We talk about migraine as being a stigmatised disease, but what does that mean, exactly, and how many people experience stigma because of migraine in New Zealand?
The stigmatising of migraine began in the 18th and 19th centuries, when it became seen as a female or feminine disease, associated with a delicate constitution.¹ The lack of understanding of what causes migraine also led it to be misunderstood and neglected. In the last century, migraine has been considered to be a vascular disorder, a psychological or psychosomatic condition, caused by toxins, allergies or food intolerances or hormonal imbalances.² It's only relatively recently that migraine has been accepted as a neurological disease and only in 1988 that the International Headache Society published criteria for the diagnosis of migraine.

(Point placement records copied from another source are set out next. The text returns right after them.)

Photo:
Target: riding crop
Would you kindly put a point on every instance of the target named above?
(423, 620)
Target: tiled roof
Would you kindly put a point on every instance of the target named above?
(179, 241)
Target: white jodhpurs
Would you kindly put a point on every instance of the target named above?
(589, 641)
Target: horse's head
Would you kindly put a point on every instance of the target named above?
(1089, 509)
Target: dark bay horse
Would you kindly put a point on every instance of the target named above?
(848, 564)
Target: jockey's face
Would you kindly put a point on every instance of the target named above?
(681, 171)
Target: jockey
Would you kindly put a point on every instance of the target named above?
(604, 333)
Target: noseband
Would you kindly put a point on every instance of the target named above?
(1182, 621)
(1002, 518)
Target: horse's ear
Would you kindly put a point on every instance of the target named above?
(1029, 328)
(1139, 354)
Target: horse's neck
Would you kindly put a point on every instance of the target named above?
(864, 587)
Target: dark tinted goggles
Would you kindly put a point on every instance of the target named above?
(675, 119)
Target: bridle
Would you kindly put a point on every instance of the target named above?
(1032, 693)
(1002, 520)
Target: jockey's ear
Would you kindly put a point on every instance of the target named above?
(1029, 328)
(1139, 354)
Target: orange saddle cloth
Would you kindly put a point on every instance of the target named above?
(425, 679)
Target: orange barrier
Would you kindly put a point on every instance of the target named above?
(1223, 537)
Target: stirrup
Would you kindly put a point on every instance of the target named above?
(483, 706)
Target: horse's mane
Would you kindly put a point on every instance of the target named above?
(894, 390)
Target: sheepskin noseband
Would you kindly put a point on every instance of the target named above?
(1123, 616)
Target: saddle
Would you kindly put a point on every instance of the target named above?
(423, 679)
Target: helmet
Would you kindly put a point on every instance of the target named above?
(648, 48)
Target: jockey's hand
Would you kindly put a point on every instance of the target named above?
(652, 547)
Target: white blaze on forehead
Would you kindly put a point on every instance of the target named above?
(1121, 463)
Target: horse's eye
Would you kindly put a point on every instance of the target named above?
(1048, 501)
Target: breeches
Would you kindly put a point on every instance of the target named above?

All this to say, there is still a lot of misinformation and misunderstanding about the nature of migraine and what it means to live with migraine disease. Stereotypes and untruths about migraine and people with migraine abound – ‘it’s just a headache’, ‘it’s a woman’s disease’, ‘it’s caused by stress’, ‘it’s not a serious disease’, ‘it’s an excuse to get out of doing things’, ‘you’re malingering’, it’s your diet’, ‘it’s your personality’, ‘take a pill and get over it’. It’s this type of misinformation that can cause all sorts of people, including friends and family, to judge and make you feel bad when you have a migraine attack.
From the 2022 Migraine in Aotearoa New Zealand Survey, over half of respondents sometimes, often or always felt judged or misunderstood by friends because of their migraine disease; 44% felt this way from family. You might expect that the level of misunderstanding from family would be much lower, given that family members are more likely to witness the effects of migraine than friends.